There's a famous saying that "curiosity killed the cat" that you might think would apply here. Well, I'm here to tell you it doesn't because, last time I checked, there are no feline scientists in America. Which means there definitely aren't any in Russia. Also, our scientists never miss. So if they want to  ̶o̶p̶e̶n̶ ̶u̶p̶ ̶p̶a̶n̶d̶o̶r̶a̶'̶s̶ ̶b̶o̶x̶ untrap a dormant 50,000 virus that probably wiped out whatever civilizations and creatures were inhabiting this planet, that we don't even know about, back then, then so be it.

Worst case scenario is if it gets loose and starts to run amok in Siberia, they can send it to the Wuhan Virology Institute for safekeeping.

Now hit the fuckin music 

p.s. - this was good

p.p.s. - in all seriousness though, archaeologists recently uncovered DNA from the permafrost that has flipped what science previously thought about the history of civilization, the climate in the arctic, and creatures that inhabited the Earth eons ago, all on its head. And its really cool.

The Guardian - Two-million-year-old DNA from northern Greenland has revealed that the region was once home to mastodons, lemmings and geese, offering unprecedented insights into how climate change can shape ecosystems.

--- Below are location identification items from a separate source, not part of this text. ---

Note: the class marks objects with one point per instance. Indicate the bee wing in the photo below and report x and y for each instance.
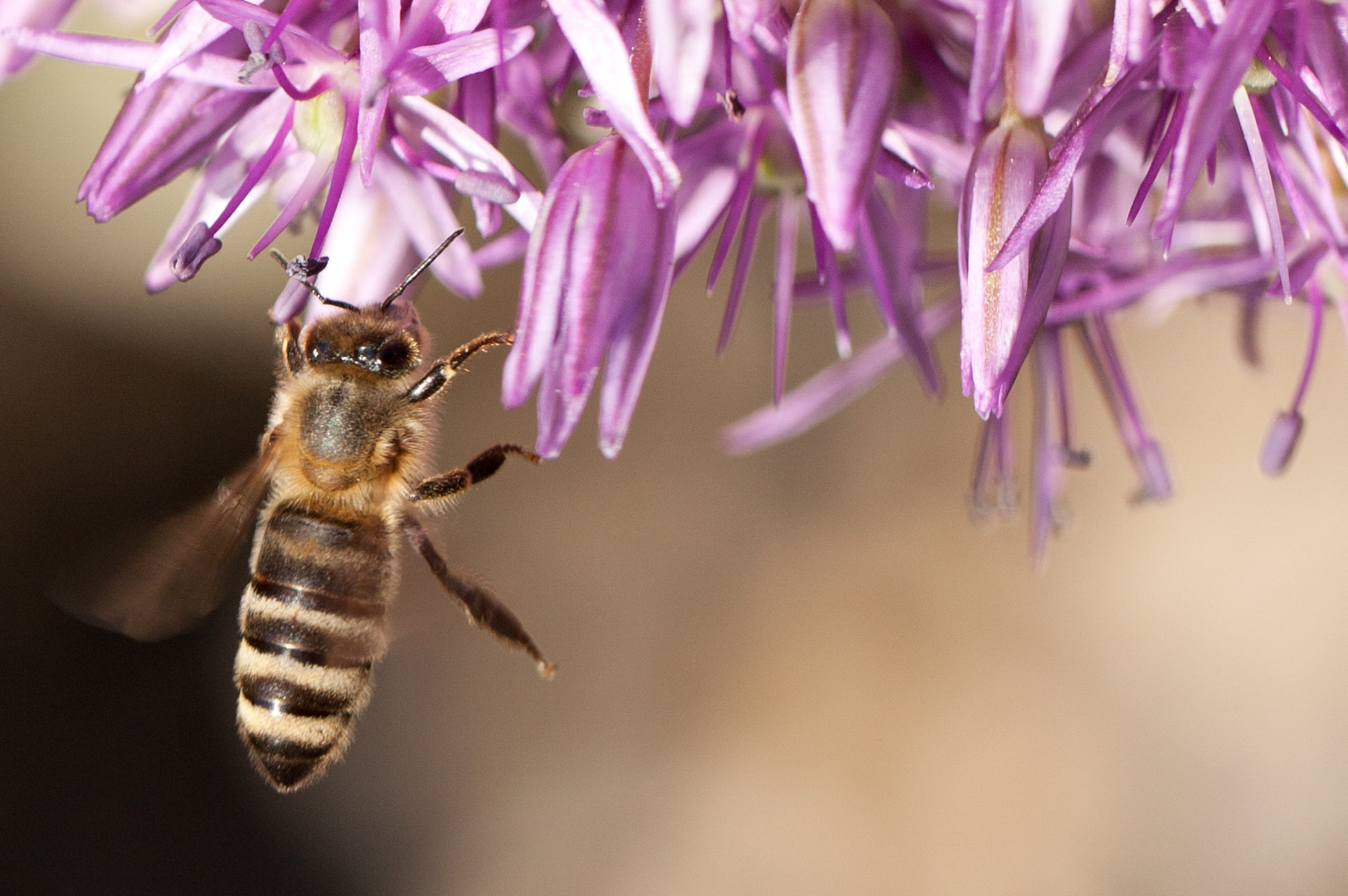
(172, 582)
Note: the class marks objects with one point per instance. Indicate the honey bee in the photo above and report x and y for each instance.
(338, 481)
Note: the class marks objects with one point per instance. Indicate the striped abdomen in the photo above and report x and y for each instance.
(313, 624)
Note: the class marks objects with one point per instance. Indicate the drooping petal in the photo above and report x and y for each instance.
(433, 66)
(158, 134)
(1041, 34)
(742, 15)
(636, 332)
(379, 23)
(1002, 181)
(1080, 139)
(1143, 450)
(681, 37)
(427, 218)
(32, 14)
(841, 68)
(830, 391)
(467, 150)
(543, 283)
(1233, 50)
(604, 56)
(1259, 161)
(991, 32)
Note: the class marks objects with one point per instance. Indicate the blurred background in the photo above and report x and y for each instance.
(801, 671)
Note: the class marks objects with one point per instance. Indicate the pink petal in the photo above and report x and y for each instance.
(433, 66)
(841, 66)
(604, 56)
(1039, 37)
(681, 36)
(467, 150)
(1000, 183)
(830, 391)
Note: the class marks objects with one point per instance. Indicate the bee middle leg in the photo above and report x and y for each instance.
(442, 371)
(445, 485)
(483, 608)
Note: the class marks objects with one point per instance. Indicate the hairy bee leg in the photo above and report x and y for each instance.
(445, 485)
(484, 611)
(444, 369)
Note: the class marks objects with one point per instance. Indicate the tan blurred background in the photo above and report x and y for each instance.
(801, 671)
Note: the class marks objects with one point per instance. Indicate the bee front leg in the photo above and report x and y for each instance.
(483, 608)
(444, 369)
(438, 489)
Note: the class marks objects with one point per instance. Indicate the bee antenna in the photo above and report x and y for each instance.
(301, 269)
(421, 269)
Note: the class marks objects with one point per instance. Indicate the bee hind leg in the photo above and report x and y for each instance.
(483, 608)
(438, 489)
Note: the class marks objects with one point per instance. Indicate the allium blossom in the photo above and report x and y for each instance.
(1097, 159)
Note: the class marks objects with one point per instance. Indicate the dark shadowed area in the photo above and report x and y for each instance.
(794, 673)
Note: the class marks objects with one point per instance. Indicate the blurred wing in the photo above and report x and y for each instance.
(172, 582)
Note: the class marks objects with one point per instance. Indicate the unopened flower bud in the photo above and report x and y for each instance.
(1003, 309)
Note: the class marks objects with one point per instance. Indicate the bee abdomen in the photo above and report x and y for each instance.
(312, 623)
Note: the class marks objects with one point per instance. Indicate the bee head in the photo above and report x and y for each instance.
(370, 338)
(383, 338)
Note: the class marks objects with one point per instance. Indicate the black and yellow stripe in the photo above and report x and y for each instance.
(313, 626)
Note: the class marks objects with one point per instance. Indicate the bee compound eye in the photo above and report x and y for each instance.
(394, 353)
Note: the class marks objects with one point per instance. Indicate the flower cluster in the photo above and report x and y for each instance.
(1045, 123)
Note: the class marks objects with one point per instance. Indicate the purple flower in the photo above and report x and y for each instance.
(1003, 308)
(1095, 162)
(26, 14)
(596, 279)
(224, 90)
(841, 66)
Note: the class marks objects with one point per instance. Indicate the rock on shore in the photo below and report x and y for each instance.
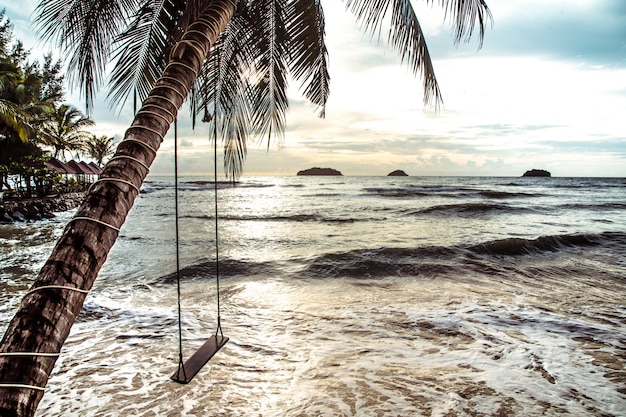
(38, 208)
(537, 173)
(398, 173)
(319, 171)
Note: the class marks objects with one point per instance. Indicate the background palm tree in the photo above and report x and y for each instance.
(99, 147)
(64, 131)
(161, 49)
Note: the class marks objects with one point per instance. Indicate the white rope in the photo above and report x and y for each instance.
(45, 355)
(160, 108)
(149, 130)
(34, 387)
(142, 111)
(195, 73)
(154, 96)
(97, 221)
(169, 87)
(132, 159)
(167, 77)
(201, 33)
(190, 42)
(115, 180)
(57, 287)
(141, 142)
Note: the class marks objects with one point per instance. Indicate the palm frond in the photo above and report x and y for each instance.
(269, 92)
(14, 118)
(308, 53)
(227, 90)
(141, 50)
(84, 30)
(406, 35)
(465, 14)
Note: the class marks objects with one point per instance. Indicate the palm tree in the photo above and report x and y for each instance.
(99, 147)
(64, 130)
(234, 57)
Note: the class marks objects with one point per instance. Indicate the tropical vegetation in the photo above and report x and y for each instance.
(35, 124)
(232, 61)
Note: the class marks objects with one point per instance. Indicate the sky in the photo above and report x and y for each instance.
(547, 90)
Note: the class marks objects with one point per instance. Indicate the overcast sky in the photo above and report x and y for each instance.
(547, 90)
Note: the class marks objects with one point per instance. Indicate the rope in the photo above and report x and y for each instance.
(178, 292)
(169, 113)
(217, 246)
(33, 387)
(141, 142)
(143, 164)
(116, 180)
(45, 355)
(156, 132)
(57, 287)
(97, 221)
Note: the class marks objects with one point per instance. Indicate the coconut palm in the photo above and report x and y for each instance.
(64, 131)
(99, 147)
(235, 57)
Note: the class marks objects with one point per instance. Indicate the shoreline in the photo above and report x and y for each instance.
(33, 209)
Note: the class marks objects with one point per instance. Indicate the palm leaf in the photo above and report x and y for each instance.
(309, 56)
(85, 29)
(141, 50)
(269, 92)
(406, 35)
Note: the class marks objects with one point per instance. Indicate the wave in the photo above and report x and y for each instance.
(468, 209)
(299, 218)
(427, 261)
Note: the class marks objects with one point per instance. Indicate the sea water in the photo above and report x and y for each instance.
(350, 296)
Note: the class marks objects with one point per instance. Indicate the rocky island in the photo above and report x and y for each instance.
(398, 173)
(319, 171)
(537, 173)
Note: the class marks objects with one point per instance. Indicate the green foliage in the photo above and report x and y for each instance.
(242, 87)
(29, 91)
(99, 148)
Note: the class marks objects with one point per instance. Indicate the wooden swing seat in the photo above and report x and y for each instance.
(192, 366)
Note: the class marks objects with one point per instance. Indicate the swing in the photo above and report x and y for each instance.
(188, 369)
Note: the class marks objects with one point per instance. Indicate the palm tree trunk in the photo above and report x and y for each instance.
(47, 313)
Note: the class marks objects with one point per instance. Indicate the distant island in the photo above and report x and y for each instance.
(319, 171)
(398, 173)
(537, 173)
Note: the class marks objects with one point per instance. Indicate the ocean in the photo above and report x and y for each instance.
(350, 296)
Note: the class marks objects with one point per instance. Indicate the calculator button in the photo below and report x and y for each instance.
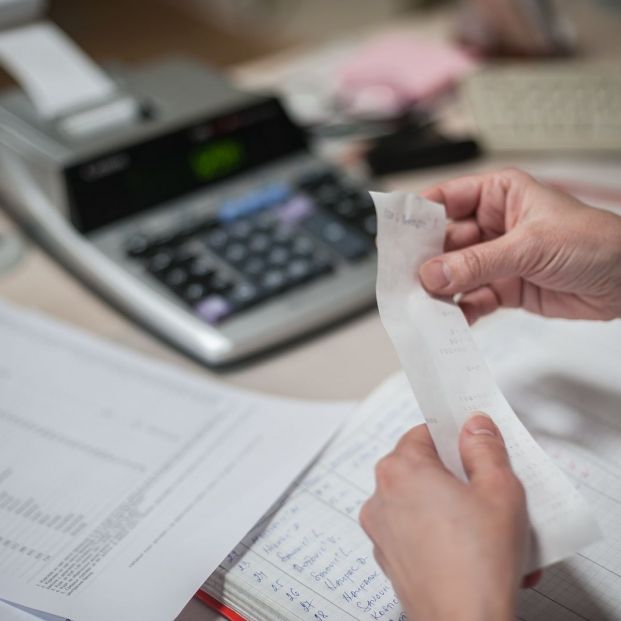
(137, 246)
(213, 309)
(299, 270)
(303, 246)
(219, 284)
(279, 256)
(201, 267)
(243, 295)
(217, 239)
(194, 293)
(175, 278)
(160, 262)
(260, 242)
(253, 267)
(241, 229)
(273, 280)
(235, 253)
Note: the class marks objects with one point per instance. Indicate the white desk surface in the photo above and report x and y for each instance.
(346, 362)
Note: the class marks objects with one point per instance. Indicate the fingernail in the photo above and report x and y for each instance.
(435, 275)
(481, 423)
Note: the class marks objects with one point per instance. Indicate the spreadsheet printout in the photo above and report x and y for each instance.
(123, 481)
(309, 559)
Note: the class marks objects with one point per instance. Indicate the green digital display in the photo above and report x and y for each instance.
(217, 159)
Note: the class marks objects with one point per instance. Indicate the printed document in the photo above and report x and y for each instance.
(124, 481)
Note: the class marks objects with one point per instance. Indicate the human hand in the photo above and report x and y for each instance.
(515, 242)
(452, 550)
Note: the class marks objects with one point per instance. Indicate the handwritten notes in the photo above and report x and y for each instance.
(450, 378)
(308, 558)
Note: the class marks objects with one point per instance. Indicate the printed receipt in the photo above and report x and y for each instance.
(450, 379)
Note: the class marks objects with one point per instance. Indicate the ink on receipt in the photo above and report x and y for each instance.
(450, 379)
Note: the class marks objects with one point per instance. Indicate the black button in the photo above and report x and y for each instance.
(201, 267)
(259, 243)
(217, 239)
(219, 284)
(273, 280)
(235, 253)
(137, 245)
(253, 267)
(160, 262)
(243, 295)
(194, 292)
(279, 256)
(176, 277)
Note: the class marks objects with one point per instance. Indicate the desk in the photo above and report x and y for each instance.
(346, 362)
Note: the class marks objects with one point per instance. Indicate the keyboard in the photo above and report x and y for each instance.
(560, 106)
(259, 245)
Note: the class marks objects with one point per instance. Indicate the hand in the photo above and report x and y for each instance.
(515, 242)
(452, 550)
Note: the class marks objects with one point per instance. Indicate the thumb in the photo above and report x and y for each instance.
(480, 264)
(482, 448)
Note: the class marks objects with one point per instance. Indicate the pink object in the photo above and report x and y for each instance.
(401, 69)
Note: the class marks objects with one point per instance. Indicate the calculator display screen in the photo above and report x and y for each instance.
(126, 182)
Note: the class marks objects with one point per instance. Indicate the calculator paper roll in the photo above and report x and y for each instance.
(450, 379)
(57, 76)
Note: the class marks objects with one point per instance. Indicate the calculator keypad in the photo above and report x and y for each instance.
(260, 245)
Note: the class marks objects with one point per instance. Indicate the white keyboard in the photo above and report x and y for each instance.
(564, 106)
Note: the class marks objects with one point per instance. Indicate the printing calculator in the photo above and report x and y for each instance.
(209, 220)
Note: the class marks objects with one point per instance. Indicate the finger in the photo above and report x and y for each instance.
(478, 303)
(492, 192)
(461, 234)
(533, 579)
(380, 559)
(472, 267)
(482, 448)
(417, 446)
(460, 197)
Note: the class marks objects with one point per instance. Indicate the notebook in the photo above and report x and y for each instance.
(308, 558)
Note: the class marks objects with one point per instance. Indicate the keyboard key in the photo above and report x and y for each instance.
(213, 309)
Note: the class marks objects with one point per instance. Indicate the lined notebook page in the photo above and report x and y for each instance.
(309, 559)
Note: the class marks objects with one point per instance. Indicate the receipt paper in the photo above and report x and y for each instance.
(450, 379)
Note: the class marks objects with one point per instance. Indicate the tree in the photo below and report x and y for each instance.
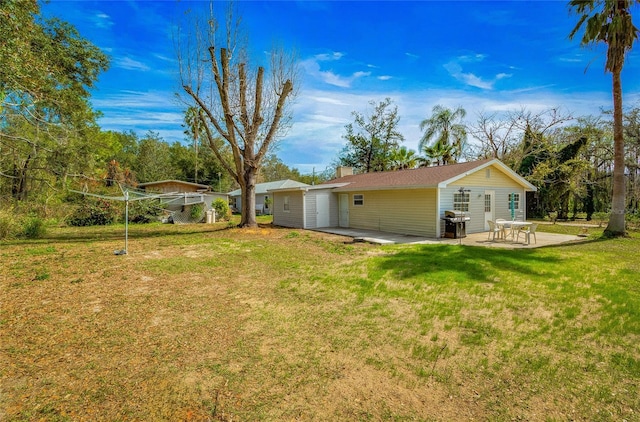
(609, 21)
(274, 169)
(448, 135)
(371, 140)
(47, 123)
(404, 158)
(243, 106)
(154, 159)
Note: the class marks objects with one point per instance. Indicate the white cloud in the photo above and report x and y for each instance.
(313, 69)
(102, 20)
(454, 68)
(130, 64)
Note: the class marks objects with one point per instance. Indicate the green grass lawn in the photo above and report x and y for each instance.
(205, 322)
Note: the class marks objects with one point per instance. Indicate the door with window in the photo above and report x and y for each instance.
(489, 207)
(322, 210)
(343, 211)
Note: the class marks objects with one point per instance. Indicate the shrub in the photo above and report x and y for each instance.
(93, 212)
(143, 212)
(600, 217)
(222, 209)
(34, 227)
(8, 224)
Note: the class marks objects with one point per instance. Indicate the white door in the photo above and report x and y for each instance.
(489, 207)
(322, 210)
(343, 214)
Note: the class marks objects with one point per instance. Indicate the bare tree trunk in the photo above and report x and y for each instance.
(249, 199)
(616, 226)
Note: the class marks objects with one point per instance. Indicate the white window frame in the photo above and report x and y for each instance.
(461, 201)
(516, 200)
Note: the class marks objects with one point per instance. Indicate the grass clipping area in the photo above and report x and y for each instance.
(203, 322)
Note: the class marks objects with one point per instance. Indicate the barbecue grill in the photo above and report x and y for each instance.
(455, 224)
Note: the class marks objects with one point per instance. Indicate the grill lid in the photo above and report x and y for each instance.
(453, 214)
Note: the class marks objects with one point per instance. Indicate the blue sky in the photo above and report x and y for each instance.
(489, 57)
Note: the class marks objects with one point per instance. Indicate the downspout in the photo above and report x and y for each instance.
(437, 219)
(304, 209)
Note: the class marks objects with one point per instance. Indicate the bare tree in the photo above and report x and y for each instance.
(244, 107)
(496, 137)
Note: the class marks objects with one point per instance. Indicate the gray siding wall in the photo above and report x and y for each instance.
(292, 218)
(410, 211)
(312, 211)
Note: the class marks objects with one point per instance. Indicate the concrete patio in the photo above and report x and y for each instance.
(475, 239)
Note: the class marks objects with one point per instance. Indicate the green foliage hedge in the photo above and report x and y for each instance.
(16, 226)
(223, 212)
(93, 212)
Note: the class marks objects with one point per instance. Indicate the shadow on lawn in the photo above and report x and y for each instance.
(463, 263)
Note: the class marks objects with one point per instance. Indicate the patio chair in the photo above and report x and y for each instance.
(493, 229)
(527, 231)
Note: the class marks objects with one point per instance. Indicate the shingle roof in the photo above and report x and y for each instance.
(181, 182)
(262, 188)
(421, 177)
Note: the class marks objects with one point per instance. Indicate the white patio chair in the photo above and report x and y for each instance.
(527, 231)
(493, 229)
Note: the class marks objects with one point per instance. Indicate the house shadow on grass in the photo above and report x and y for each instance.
(447, 263)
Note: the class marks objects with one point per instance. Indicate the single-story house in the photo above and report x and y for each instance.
(406, 201)
(180, 197)
(263, 195)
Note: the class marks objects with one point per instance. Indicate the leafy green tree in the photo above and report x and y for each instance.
(372, 140)
(274, 169)
(47, 122)
(446, 134)
(404, 158)
(154, 159)
(610, 22)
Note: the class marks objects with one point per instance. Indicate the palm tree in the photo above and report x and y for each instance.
(193, 120)
(403, 159)
(609, 21)
(448, 134)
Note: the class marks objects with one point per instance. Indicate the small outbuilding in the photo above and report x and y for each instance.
(413, 202)
(186, 202)
(264, 198)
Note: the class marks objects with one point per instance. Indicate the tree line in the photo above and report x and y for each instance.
(569, 159)
(237, 110)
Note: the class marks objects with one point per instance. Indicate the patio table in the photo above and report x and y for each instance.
(513, 227)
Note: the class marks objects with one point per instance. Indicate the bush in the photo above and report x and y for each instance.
(222, 209)
(600, 217)
(143, 212)
(34, 228)
(93, 212)
(8, 224)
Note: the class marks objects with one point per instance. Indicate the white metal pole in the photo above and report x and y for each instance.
(126, 222)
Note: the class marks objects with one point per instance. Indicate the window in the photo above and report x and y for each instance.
(285, 204)
(516, 201)
(461, 202)
(487, 203)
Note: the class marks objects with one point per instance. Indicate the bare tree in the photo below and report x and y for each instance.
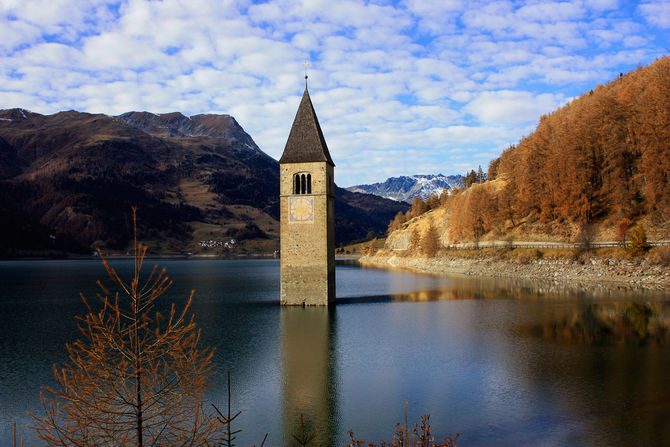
(135, 377)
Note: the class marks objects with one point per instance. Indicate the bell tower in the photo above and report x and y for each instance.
(307, 219)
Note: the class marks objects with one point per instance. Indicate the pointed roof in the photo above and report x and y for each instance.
(305, 142)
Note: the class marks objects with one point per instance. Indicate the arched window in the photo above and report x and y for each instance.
(302, 183)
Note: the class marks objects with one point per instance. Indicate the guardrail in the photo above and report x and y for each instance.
(514, 244)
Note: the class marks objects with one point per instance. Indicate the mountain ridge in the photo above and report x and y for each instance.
(406, 187)
(74, 176)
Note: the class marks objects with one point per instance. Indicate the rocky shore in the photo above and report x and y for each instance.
(633, 273)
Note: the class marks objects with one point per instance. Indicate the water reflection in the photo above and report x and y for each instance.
(308, 388)
(630, 323)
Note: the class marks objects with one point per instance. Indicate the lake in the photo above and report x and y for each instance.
(500, 362)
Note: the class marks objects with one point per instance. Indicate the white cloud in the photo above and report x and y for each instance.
(657, 12)
(512, 106)
(415, 85)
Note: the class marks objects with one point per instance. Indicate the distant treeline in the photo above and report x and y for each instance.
(603, 156)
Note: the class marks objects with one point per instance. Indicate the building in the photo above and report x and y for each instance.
(307, 220)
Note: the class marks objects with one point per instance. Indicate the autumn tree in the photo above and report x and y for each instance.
(469, 179)
(414, 239)
(638, 241)
(430, 242)
(136, 377)
(622, 231)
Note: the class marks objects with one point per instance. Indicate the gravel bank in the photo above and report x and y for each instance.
(637, 274)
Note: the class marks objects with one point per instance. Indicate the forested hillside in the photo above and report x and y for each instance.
(601, 158)
(68, 181)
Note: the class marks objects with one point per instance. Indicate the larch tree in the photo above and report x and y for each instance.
(430, 242)
(135, 377)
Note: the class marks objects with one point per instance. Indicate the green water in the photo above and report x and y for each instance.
(501, 363)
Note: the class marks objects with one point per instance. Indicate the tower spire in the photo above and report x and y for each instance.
(305, 65)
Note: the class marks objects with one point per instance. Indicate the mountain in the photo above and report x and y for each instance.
(68, 181)
(406, 188)
(590, 169)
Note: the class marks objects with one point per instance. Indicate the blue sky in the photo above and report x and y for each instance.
(415, 87)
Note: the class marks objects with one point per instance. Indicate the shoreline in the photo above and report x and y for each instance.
(637, 274)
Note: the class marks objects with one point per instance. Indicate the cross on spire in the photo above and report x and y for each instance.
(305, 65)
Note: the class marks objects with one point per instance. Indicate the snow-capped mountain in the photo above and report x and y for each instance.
(405, 188)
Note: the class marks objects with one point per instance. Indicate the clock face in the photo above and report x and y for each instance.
(301, 209)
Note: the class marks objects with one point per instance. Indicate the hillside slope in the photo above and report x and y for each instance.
(68, 180)
(602, 158)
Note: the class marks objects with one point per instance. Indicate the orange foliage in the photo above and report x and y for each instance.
(133, 378)
(603, 155)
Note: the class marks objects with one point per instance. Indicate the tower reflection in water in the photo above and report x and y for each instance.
(308, 371)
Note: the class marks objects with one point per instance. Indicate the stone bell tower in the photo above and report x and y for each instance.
(307, 222)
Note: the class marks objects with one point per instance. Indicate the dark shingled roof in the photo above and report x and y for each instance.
(305, 142)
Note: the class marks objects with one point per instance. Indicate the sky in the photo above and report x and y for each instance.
(400, 87)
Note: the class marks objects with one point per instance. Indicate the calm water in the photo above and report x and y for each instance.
(501, 363)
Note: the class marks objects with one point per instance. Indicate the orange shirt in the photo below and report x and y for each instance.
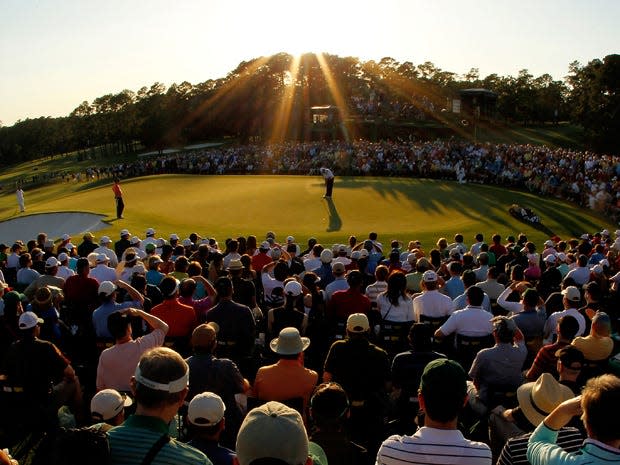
(116, 188)
(180, 318)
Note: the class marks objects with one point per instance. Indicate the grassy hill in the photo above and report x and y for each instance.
(225, 206)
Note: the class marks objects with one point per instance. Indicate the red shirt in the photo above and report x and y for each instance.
(344, 303)
(81, 293)
(259, 260)
(116, 188)
(180, 318)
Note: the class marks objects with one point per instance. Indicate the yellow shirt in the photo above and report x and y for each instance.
(594, 348)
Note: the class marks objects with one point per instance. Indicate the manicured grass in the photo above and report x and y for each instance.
(226, 206)
(562, 135)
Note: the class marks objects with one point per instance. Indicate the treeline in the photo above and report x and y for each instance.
(267, 100)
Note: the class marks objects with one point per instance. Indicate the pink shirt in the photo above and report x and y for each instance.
(118, 363)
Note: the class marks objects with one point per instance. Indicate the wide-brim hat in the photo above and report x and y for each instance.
(538, 399)
(43, 297)
(289, 342)
(235, 265)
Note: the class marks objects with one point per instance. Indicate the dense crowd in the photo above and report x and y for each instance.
(369, 350)
(588, 179)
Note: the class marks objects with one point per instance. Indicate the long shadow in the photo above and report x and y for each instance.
(335, 222)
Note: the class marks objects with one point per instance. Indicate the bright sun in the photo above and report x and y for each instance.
(297, 28)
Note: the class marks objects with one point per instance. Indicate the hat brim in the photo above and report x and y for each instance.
(278, 349)
(526, 403)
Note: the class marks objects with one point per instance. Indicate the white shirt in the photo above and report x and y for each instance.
(64, 272)
(103, 273)
(433, 446)
(552, 323)
(581, 275)
(432, 304)
(312, 263)
(397, 313)
(492, 288)
(471, 321)
(327, 173)
(108, 253)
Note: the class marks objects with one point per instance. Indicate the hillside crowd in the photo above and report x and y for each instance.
(275, 350)
(588, 179)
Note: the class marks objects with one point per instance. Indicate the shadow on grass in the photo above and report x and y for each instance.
(484, 204)
(335, 222)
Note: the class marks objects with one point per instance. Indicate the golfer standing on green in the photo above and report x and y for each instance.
(328, 176)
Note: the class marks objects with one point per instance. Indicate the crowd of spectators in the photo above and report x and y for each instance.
(590, 180)
(520, 328)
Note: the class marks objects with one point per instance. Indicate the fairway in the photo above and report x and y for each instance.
(226, 206)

The breakthrough in ancient DNA analysis pushes back the DNA record by 1m years to a time when the Arctic region was 11-19C warmer than the present day. The analysis reveals that the northern peninsula of Greenland, now a polar desert, once featured boreal forests of poplar and birch trees teeming with wildlife. The work offers clues to how species might adapt, or be genetically engineered, to survive the threat of rapid global heating.

Prof Eske Willerslev of the University of Cambridge and the University of Copenhagen, said: “A new chapter spanning 1m extra years of history has finally been opened and for the first time we can look directly at the DNA of a past ecosystem that far back in time.”

The fragments are 1m years older than the previous record for DNA sampled from a Siberian mammoth bone. “DNA can degrade quickly but we’ve shown that under the right circumstances, we can now go back further in time than anyone could have dared imagine,” said Willerslev.